The injector is a background services that reads all messages posted to the azul.insert topic. Whenever a new event is created the injector check if it should inject a child entity onto the event. This is done to enable the manual insertion of child binaries onto a parent binary as it is being processed.

When the Injector starts up it reads the entire history of the azul.insert topic into memory, in a map (aka dictionary). It then checks every new event and if the entity.id of the new event matches the "parent.id" of the inserted event The inserted event is added to the new event if it isn't already present.

Pausing Plugin Processing (Restore/Reprocessing)

When a restore/reprocess is initiated Plugins are stopped from consuming events from Kafka. Once the restore/reprocess is complete plugins are skipped ahead to latest (including their historic consumers). This section goes into detail on how dispatcher supports this.

When an event is published to dispatcher with the parameter pause_plugins a timestamp is set in Redis under a key. When consumers subsequently requests more events it will get 0 back and all the plugin consumer groups cached on the dispatcher instance will be deleted.

Ingestor consumer groups will be unaffected by the pause as shown in the diagram:

This is accomplished by Dispatcher saving the last time it saw a restore/reprocess event to redis.

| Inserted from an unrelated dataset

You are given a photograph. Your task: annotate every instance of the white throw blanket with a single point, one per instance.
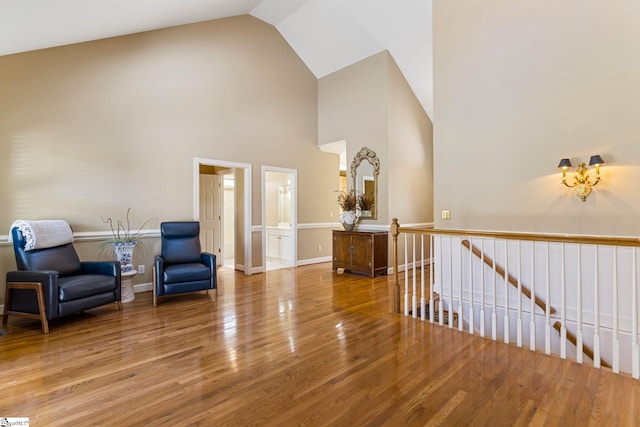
(44, 234)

What happens to Plugin consumer groups is based on when the last restore/reprocess event was:

  • No last restore/reprocess event or older than 30 minutes create a plugin consumer group as normal.
  • Last restore/reprocess event was seen 0-10 minutes ago, delete all plugin consumers cached on dispatcher.
  • Last restore/reprocess event was seen 10-30 minutes ago, create plugin consumer groups and set the offset to Latest for historic and live.